Limit the number of displayed groups:

result = get_aggregations(
    queryset=Ticket.objects.all(),
    aggregations={
        "total_tasks": {
            "type": "count"
        }
    },
    group_by="field1",
    order_by="-total_tasks",
    limit=2
)

Display remaining groups as an additional category:

result = get_aggregations(
    queryset=Ticket.objects.all(),
    aggregations={
        "total_tasks": {
            "type": "count"
        }
    },
    group_by="field1",
    order_by="-total_tasks",
    limit={
        "limit": 2,
        "show_other": true
    }
)

Time Series

Note: Time series aggregations are not supported on SQLite.

To perform time series aggregations, annotate your queryset with a truncated date field:

truncate_rules = { "created_at": "day" }
queryset = truncate_date(Ticket.objects.all(), truncate_rules)

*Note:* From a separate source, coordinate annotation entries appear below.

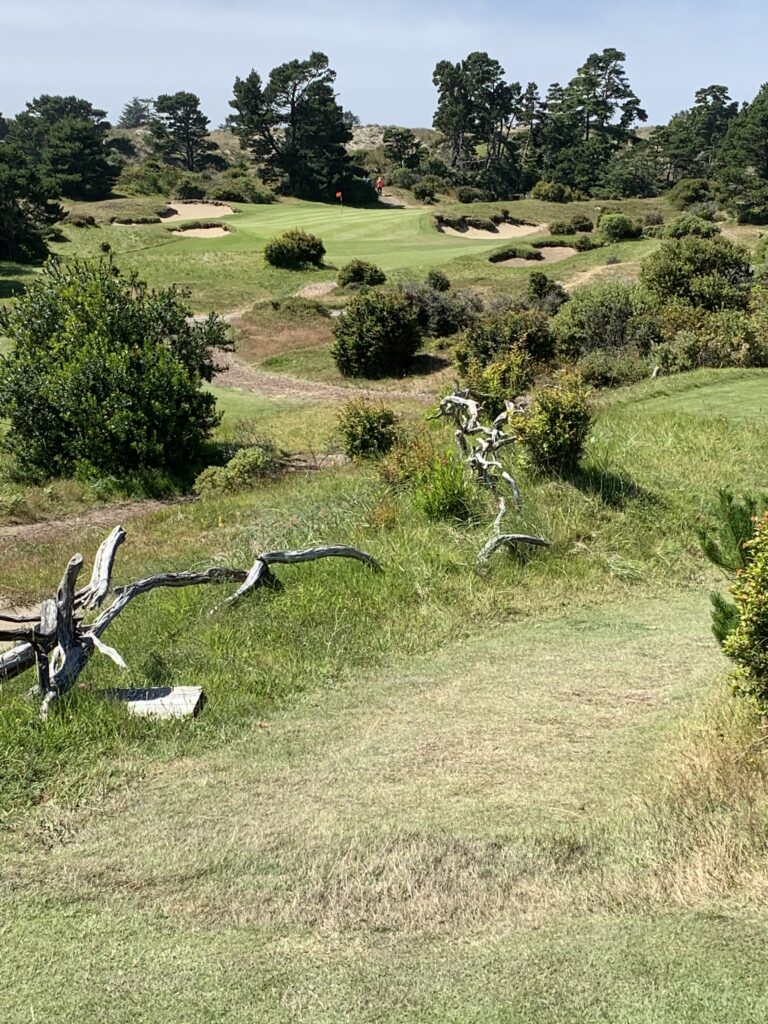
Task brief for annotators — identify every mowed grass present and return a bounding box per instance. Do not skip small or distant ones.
[0,371,768,1024]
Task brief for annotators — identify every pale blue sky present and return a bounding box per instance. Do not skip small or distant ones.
[0,0,768,127]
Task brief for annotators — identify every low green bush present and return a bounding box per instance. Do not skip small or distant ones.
[512,374,592,474]
[530,180,573,203]
[424,268,450,292]
[336,259,387,288]
[195,438,280,495]
[598,213,643,242]
[264,227,326,270]
[339,398,399,459]
[331,292,423,378]
[415,452,480,522]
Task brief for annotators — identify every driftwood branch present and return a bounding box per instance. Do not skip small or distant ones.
[0,526,381,718]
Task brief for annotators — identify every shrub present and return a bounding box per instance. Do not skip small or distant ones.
[662,213,720,239]
[454,348,534,417]
[456,185,488,203]
[416,452,479,522]
[456,308,553,374]
[339,399,398,459]
[401,284,482,338]
[264,227,326,270]
[336,259,387,288]
[331,292,421,377]
[513,374,592,473]
[0,259,226,477]
[667,178,711,210]
[424,268,450,292]
[599,213,642,242]
[530,180,573,203]
[723,513,768,714]
[640,236,752,310]
[488,246,544,263]
[552,281,662,359]
[575,348,651,387]
[525,270,568,315]
[195,438,280,495]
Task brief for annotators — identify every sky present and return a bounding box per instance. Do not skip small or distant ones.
[0,0,768,128]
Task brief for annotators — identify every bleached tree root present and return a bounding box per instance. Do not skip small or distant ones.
[0,526,381,719]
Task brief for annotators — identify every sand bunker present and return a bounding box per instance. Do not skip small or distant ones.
[173,227,229,239]
[163,203,234,224]
[496,246,578,270]
[437,224,547,240]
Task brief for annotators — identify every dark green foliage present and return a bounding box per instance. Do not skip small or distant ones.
[599,213,643,242]
[662,213,720,239]
[525,270,568,315]
[0,135,65,263]
[456,308,553,374]
[552,281,660,359]
[331,291,421,378]
[424,269,451,292]
[640,236,752,310]
[7,95,119,200]
[150,91,217,171]
[415,452,479,523]
[339,398,399,459]
[513,375,592,473]
[488,246,544,263]
[264,227,326,270]
[118,96,153,128]
[228,52,362,203]
[336,259,387,288]
[667,178,712,210]
[530,179,573,203]
[717,513,768,714]
[401,284,482,338]
[195,437,280,495]
[0,260,226,477]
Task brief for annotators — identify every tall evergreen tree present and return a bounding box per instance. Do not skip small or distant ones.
[150,91,217,171]
[227,52,355,199]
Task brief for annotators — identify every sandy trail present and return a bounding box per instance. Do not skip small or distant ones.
[215,349,435,404]
[437,224,547,241]
[496,246,578,270]
[172,227,229,239]
[162,203,234,224]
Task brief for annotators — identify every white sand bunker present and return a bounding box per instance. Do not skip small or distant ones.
[497,246,578,270]
[163,203,234,224]
[437,224,547,240]
[173,227,229,239]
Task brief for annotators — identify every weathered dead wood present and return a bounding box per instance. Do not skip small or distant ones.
[0,526,381,719]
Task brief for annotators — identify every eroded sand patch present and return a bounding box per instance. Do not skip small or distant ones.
[161,203,234,224]
[497,246,579,270]
[173,227,229,239]
[437,224,547,241]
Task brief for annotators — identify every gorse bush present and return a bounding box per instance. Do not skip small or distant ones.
[0,259,227,478]
[339,399,399,459]
[264,227,326,270]
[640,236,752,310]
[331,292,421,377]
[512,374,592,473]
[598,213,643,242]
[195,438,280,495]
[336,259,387,288]
[662,213,720,239]
[723,513,768,714]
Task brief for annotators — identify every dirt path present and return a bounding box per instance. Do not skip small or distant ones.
[215,349,435,404]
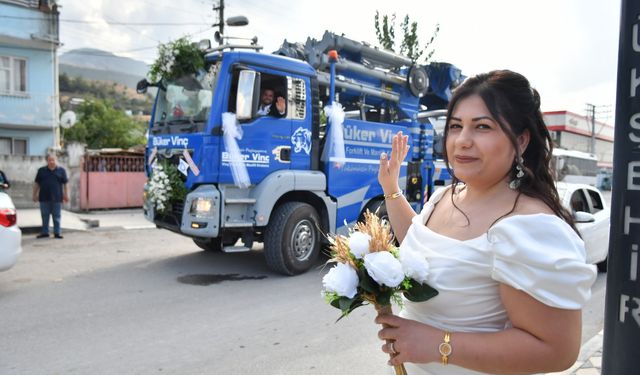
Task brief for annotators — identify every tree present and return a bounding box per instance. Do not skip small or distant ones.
[63,100,146,149]
[374,10,440,62]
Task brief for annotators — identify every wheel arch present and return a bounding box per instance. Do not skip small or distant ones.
[252,171,337,233]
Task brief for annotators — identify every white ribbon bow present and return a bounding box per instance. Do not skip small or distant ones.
[222,112,251,189]
[320,102,346,168]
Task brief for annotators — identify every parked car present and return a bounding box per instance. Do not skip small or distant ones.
[0,192,22,271]
[556,182,611,272]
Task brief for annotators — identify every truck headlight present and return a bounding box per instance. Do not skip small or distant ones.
[190,197,214,217]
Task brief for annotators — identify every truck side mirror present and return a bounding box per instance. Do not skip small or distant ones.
[236,70,260,121]
[136,78,149,94]
[573,211,596,223]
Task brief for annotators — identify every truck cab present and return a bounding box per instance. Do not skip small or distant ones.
[144,33,460,275]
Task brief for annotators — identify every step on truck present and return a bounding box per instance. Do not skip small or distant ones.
[139,32,461,275]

result = get_aggregations(
    queryset=queryset,
    aggregations={
        "total_tasks": {
            "type": "count"
        }
    },
    group_by="created_at__trunc__day"
)

Using AggregationMixin, pass truncate_rules in the request body:

POST /aggregation/ticket
Content-Type: application/json
{
    "truncate_rules": { "created_at": "day" },
    "group_by": "created_at__trunc__day",
    "aggregations": {
        "total_tasks": {
            "type": "count"
        }
    }
}

Available truncation periods: year, quarter, month, week, day, hour, minute, second

For more details on date truncation, see the Django documentation.

Contributing

Contributions are welcome! Please feel free to submit a Pull Request.

License

This project is licensed under the MIT License.